Cellist makes new music, old music, great music

October 14, 1994|By Stephen Wigler | Stephen Wigler,Sun Music Critic

If Americans liked classical music in general as much as they love Yo-Yo Ma in particular, the future of symphonic music in this country would be bright indeed. Last night Meyerhoff Hall was packed. The beloved cellist was to play three cello concertos with the Baltimore Symphony orchestra and music director David Zinman.

There is little doubt in this writer's mind that Ma is the greatest cellist before the public, and there are occasions -- such as last night's concert -- when he is convinced that Ma is the best ever. There are his down-to-bone emotionality and expressiveness, his perpetually singing tone and precise intonation, and his all-but-unlimited technical arsenal that includes a left hand that floats up and down the finger board effortlessly and right hand that produces lightning-like, infinitely varied bow strokes.

Ma has been much preoccupied in recent years about the future of music. That is why he has been helping to commission works for his instrument by composers whose music he loves -- such as Richard Danielpour, whose new Cello Concerto Ma performed last night.

Danielpour, 38, long considered of this country's best younger composers, has produced the finest new concerto this listener has heard in years. It was not diminished by a program that included what are perhaps the two greatest concertos in the cellist's repertory, the Dvorak B Minor and the Elgar E Minor.

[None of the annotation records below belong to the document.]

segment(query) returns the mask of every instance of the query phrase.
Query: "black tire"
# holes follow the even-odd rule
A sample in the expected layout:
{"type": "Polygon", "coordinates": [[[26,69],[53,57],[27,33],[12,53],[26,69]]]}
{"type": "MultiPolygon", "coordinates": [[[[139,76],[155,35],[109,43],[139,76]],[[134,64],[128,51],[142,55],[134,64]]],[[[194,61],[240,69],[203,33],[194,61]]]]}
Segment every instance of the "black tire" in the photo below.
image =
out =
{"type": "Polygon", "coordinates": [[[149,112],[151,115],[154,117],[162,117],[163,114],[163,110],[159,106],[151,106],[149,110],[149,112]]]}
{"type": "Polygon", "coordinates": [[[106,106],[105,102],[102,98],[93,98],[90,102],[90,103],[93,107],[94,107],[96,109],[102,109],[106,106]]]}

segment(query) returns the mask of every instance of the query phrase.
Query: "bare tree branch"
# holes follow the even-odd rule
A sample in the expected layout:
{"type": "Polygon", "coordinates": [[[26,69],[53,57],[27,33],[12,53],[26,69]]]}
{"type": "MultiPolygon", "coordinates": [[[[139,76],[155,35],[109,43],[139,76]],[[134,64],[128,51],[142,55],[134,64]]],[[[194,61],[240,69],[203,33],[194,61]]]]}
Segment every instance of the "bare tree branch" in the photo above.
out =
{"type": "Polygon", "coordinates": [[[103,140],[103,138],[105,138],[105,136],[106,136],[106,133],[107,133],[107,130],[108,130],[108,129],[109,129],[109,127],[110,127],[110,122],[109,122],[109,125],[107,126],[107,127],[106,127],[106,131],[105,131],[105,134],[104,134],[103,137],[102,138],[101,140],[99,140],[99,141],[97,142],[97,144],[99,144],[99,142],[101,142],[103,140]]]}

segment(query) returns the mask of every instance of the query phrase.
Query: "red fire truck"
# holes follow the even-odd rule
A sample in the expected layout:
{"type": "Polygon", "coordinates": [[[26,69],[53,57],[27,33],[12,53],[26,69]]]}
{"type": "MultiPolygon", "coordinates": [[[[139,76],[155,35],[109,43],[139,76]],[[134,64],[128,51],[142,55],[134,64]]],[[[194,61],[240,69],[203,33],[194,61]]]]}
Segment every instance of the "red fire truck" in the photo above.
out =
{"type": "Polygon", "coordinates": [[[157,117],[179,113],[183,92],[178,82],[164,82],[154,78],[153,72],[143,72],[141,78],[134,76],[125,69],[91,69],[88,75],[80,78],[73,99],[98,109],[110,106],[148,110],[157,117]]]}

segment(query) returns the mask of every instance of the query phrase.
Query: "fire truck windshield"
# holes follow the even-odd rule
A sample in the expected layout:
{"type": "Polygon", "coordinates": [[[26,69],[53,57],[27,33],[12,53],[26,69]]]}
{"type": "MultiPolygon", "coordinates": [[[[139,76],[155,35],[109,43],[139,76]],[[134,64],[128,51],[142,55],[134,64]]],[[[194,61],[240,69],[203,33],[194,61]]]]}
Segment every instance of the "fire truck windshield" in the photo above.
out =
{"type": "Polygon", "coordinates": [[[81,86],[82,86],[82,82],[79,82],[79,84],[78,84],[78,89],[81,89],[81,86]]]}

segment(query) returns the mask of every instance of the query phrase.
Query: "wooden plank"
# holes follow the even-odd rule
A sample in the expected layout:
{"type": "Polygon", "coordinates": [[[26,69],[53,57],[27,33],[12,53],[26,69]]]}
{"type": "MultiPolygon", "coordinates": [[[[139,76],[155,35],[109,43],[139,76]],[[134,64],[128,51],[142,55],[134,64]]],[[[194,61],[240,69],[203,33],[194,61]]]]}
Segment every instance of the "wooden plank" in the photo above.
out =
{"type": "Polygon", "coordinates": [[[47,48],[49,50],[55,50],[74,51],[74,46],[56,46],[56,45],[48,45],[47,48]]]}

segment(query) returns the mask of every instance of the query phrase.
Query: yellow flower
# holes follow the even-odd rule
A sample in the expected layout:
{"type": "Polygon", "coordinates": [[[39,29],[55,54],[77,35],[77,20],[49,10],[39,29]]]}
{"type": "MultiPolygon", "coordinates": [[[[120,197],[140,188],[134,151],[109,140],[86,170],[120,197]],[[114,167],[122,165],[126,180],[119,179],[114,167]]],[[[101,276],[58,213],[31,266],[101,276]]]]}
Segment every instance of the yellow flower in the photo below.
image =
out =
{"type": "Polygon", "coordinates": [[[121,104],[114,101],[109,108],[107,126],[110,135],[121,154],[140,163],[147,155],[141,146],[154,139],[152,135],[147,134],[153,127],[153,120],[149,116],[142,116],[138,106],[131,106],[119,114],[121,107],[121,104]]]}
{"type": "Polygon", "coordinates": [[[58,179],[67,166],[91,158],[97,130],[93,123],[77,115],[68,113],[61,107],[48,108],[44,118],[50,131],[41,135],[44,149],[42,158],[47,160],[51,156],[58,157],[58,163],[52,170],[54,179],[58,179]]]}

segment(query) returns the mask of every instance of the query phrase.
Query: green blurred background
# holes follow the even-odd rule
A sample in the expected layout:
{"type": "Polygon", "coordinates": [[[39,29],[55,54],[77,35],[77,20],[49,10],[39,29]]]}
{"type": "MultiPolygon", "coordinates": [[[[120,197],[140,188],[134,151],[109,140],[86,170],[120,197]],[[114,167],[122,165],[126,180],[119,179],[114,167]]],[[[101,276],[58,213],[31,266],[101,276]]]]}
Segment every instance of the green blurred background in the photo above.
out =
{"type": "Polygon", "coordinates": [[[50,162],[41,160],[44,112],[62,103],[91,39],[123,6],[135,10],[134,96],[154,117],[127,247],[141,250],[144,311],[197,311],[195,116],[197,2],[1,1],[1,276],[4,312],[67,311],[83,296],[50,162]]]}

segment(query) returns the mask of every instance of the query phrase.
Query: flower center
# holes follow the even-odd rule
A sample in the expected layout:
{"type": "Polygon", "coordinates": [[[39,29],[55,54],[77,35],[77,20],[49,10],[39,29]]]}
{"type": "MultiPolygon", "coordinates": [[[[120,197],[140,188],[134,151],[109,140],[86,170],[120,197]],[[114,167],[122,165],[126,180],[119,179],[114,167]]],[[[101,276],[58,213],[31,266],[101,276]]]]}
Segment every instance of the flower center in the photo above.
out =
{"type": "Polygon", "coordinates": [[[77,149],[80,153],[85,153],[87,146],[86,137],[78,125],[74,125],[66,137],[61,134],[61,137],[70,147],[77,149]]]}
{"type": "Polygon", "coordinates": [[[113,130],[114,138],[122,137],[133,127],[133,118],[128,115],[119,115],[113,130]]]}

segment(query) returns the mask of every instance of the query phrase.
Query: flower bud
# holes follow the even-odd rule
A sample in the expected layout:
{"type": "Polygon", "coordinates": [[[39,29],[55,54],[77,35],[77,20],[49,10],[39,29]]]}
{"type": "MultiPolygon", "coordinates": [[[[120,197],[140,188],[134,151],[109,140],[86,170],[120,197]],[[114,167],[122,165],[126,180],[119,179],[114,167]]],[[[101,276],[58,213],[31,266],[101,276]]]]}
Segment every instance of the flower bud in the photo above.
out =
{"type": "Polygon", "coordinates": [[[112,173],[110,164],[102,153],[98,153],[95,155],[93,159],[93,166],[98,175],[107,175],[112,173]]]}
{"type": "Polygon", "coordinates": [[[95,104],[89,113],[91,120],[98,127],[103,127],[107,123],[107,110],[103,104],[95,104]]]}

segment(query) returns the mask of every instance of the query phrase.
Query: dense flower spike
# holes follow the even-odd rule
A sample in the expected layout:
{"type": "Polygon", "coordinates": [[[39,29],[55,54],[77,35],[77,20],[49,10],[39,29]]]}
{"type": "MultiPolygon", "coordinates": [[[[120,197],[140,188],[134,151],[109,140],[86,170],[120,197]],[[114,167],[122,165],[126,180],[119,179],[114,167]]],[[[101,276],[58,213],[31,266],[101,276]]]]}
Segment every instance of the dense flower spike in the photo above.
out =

The 25-minute concerto, which is played continuously, is divided into sections with titles -- "Invocation," "Profanation" and "Prayer and Lamentation" -- with a Hebraic flavor. The opening of the work, an endlessly descending solo cello line,suggests a cantorial invocation., This piece, which calls for the cellist to act as a tragic hero in a vividly colored scena created by the orchestra, is profoundly moving: It seizes the listener by the throat and does not let up. Ma performed the piece with utter conviction.

The accompaniment by Zinman and the orchestra in this rhythmically tricky and technically demanding, but completely accessible, work was magnificent.

The Elgar benefited from Ma's extraordinary dynamic range, which is capable of a thread of pianissimo in that mournful work's most inward and intense moments. This cellist has always performed this piece with emotional generosity and incredible fingers. This performance suggested a newly deepened immersion in its passionate mysteries.

The performance of the Dvorak Concerto kept a perfect balance between romantic passion and tenderness and was without a hint of sentimentality. The cellist's final bow was so exquisitely drawn out that it seemed to suspend time. It was the sort of moment that could make anyone fall in love with music.